As with most things, I find my opinions on this subject to be complex. On the one hand, I’ve personally seen what happens when a site manager grows accustomed to a WordPress plugin only to see the support for it slowly fade as the developer (or company) behind it slows their involvement in supporting and managing the codebase. On the other hand, I’ve npm install‘d my way to freedom from more issues than I’d like to admit.

Today was a day where I was saved by a third-party solution. WP Crontrol, a plugin from John Blackbourn, is a handy tool that provides a user interface for CRUDing WP-cron events. Typically, the problems that plague the WP-cron elude us as WP Engine provides a true cron that we use on all of our environments to ensure that scheduled actions take place when our publishers (and us) expect them to. However, this isn’t a perfect solution as long-running crons can cause a bottleneck to appear at the top of the cron stack with those cron jobs stopping others from firing.  This is a pretty frustrating issue for someone that just wants their scheduled post to go live without worrying, and difficult to troubleshoot as cron events are held off in the database without a great way to manage them.

Enter WP Crontrol. After installing this plugin, I was able to easily see a list of cron events that clearly should have fired by now. After deleting the oldest cron, the rest cleared up in short order. 

Now, Mr. Blackbourn is a well-known quantity in the WordPress realm. We use his plugin Query Monitor regularly, he’s a core contributor, and works at Human Made, a highly-regarded WordPress agency. This is a far cry from the sorts of solutions that Scott or other members of the LexBlog product would typically have concerns about.

But where do you draw the line? As I eluded to above, npm is something I’ve grown accustomed to using, and many of those modules have dependency chains that stink to high heaven. LexBlog taps into a number of third-party plugins that are now a core part of our product offering. WordPress itself is a third-party solution that we have built our business upon. There is no escaping the power of these tools, and I wouldn’t want to even if I could. 
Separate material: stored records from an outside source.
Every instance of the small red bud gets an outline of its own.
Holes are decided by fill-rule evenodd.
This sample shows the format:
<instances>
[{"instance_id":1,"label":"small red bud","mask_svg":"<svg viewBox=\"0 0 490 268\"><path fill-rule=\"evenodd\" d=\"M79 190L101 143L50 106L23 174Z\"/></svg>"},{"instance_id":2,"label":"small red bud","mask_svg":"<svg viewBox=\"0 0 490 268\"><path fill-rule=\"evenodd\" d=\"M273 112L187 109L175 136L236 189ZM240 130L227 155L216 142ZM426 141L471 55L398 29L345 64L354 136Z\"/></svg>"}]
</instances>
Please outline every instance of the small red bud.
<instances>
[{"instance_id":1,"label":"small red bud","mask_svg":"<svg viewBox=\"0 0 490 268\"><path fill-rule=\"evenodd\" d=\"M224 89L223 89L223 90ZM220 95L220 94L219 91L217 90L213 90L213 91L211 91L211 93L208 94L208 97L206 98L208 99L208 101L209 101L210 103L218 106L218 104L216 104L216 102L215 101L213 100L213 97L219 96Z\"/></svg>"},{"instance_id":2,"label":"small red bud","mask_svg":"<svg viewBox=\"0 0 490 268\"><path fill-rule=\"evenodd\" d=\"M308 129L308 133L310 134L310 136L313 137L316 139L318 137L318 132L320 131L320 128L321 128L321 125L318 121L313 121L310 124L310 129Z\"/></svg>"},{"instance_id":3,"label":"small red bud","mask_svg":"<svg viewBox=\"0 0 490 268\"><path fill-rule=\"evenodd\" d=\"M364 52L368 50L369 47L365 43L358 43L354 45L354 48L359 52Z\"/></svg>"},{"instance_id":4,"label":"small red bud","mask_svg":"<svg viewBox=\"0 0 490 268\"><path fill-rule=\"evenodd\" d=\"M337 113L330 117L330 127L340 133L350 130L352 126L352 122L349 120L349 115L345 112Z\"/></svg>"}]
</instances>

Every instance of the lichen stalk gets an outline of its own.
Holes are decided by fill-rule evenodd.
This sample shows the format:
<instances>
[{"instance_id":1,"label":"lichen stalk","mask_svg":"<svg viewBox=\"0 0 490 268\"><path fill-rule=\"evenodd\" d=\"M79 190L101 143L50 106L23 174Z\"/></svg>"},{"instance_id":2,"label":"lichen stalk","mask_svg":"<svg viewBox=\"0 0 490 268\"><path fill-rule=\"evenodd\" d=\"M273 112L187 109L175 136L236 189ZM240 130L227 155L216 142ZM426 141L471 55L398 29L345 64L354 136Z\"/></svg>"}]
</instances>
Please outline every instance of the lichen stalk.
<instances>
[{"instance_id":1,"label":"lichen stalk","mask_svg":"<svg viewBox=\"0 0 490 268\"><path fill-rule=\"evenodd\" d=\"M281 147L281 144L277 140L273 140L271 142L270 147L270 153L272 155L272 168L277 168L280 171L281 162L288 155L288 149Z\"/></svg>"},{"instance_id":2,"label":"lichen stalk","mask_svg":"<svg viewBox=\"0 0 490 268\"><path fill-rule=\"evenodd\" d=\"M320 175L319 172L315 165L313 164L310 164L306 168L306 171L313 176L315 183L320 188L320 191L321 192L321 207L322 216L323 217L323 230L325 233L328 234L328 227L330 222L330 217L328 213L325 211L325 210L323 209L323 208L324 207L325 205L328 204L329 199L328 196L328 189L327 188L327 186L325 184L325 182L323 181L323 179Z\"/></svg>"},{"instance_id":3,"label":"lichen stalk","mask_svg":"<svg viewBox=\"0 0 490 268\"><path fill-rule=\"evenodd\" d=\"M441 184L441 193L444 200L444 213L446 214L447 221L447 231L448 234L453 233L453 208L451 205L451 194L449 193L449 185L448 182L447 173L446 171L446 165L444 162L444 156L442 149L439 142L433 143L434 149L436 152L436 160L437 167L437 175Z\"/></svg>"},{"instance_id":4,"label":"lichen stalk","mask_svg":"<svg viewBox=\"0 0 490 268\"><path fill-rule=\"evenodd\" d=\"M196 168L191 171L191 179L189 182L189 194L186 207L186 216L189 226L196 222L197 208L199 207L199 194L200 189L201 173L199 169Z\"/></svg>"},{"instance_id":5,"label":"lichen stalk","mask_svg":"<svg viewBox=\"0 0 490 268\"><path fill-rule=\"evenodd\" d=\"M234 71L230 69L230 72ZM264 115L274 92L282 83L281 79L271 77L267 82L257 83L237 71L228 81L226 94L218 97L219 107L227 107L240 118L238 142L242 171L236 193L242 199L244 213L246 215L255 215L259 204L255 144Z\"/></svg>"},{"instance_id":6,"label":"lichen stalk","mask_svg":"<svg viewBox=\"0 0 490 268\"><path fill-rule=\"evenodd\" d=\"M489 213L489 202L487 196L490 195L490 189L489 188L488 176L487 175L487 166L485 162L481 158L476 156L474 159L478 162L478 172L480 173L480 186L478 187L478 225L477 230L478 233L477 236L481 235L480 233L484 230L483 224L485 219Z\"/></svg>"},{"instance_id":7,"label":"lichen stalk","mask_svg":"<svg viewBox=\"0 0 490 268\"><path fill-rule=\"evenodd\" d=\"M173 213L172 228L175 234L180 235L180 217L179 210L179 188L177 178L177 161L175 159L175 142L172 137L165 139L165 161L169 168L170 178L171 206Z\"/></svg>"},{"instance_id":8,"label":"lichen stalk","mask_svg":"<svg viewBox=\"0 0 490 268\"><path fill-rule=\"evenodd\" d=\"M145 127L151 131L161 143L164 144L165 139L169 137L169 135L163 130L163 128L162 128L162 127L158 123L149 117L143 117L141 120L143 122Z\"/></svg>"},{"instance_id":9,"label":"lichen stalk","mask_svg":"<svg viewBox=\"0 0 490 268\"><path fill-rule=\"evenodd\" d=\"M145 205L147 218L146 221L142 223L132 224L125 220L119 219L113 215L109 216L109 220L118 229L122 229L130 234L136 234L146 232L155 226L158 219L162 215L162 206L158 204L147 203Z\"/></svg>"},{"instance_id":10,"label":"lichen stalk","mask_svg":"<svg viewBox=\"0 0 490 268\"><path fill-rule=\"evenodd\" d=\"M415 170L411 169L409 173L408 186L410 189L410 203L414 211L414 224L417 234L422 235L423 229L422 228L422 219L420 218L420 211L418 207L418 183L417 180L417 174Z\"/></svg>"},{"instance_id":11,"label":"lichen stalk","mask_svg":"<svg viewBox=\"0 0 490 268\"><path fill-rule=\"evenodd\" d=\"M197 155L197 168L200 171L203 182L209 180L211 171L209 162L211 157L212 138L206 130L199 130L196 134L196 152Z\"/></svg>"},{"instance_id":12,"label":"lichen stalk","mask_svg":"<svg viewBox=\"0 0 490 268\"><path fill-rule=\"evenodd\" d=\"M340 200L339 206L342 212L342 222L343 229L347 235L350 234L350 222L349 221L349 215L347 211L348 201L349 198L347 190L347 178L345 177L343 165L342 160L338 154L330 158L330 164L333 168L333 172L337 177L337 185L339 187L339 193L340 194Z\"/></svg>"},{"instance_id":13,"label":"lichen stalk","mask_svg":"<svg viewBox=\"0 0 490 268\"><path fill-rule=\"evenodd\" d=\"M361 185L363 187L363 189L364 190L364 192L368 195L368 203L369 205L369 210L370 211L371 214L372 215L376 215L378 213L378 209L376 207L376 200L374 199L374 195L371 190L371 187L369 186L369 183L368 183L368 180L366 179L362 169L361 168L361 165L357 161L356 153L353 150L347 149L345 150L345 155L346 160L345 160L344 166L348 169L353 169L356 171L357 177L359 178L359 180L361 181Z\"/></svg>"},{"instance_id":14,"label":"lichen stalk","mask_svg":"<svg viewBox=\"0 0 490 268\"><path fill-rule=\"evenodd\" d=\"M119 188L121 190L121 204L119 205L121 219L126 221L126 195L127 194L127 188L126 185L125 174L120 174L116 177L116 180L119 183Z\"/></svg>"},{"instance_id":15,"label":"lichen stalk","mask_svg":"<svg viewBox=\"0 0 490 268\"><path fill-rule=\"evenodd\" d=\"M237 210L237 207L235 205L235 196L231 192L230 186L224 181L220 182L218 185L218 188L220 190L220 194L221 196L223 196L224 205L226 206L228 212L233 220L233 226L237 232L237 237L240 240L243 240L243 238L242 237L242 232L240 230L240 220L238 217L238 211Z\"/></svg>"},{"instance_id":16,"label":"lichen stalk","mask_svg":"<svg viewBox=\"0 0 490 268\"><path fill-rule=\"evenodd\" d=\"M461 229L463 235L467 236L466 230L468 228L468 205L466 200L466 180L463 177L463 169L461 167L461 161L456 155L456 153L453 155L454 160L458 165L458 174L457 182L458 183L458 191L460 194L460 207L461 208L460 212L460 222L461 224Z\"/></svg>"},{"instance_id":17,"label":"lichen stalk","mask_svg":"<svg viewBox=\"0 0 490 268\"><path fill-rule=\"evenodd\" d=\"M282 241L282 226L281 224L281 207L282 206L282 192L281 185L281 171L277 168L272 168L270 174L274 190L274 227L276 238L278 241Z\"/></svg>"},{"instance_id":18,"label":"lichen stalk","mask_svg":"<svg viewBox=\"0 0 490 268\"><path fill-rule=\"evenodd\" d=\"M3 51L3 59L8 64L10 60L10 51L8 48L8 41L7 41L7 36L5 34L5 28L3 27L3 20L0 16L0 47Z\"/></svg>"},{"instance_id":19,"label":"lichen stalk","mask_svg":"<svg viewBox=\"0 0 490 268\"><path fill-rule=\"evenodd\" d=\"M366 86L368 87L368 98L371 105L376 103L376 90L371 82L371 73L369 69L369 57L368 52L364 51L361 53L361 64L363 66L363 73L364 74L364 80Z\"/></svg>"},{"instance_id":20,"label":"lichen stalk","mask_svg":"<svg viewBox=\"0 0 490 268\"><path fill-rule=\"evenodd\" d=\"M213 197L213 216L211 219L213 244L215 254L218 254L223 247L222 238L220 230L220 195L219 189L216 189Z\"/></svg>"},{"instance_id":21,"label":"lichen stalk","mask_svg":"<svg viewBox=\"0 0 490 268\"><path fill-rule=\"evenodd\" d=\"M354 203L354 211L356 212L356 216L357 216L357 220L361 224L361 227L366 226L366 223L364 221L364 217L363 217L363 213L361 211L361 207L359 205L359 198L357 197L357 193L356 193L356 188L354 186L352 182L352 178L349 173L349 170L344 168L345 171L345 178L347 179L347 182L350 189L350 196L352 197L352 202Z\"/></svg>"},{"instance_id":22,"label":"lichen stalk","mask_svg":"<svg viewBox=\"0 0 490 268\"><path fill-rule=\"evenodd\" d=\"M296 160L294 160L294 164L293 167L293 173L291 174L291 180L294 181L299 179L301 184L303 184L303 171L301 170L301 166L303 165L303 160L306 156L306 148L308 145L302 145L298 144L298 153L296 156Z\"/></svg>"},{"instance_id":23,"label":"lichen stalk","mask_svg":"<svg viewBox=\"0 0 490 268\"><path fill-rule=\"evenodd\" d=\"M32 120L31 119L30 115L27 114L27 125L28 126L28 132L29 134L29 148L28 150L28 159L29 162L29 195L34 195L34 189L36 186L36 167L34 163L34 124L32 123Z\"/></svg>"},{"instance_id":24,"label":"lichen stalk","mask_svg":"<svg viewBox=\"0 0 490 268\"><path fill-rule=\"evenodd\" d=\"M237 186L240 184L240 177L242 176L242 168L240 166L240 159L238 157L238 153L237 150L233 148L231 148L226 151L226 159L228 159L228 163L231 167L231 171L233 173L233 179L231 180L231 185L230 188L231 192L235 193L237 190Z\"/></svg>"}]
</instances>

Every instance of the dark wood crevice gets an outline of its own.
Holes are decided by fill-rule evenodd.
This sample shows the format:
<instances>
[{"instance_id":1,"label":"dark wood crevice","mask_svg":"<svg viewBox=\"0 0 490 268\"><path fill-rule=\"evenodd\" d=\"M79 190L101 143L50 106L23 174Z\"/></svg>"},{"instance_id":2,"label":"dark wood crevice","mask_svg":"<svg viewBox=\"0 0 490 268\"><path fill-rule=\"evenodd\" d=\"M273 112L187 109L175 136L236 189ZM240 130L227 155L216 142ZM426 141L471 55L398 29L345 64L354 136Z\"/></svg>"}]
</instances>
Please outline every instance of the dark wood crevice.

The trick, as Scott so eloquently puts it at the end of his post on A List Apart, is knowing when to leap into someone’s helping hands, and knowing when to take a stand:

It’s not that third parties are bad per se. It’s just that the modern web team strikes me as a strange place: not only do we stand on the shoulders of giants, we do so without getting to know them first—and we hoist our organizations and clients up there, too.

So look before you leap. It’s never as easy as just installing and forgetting.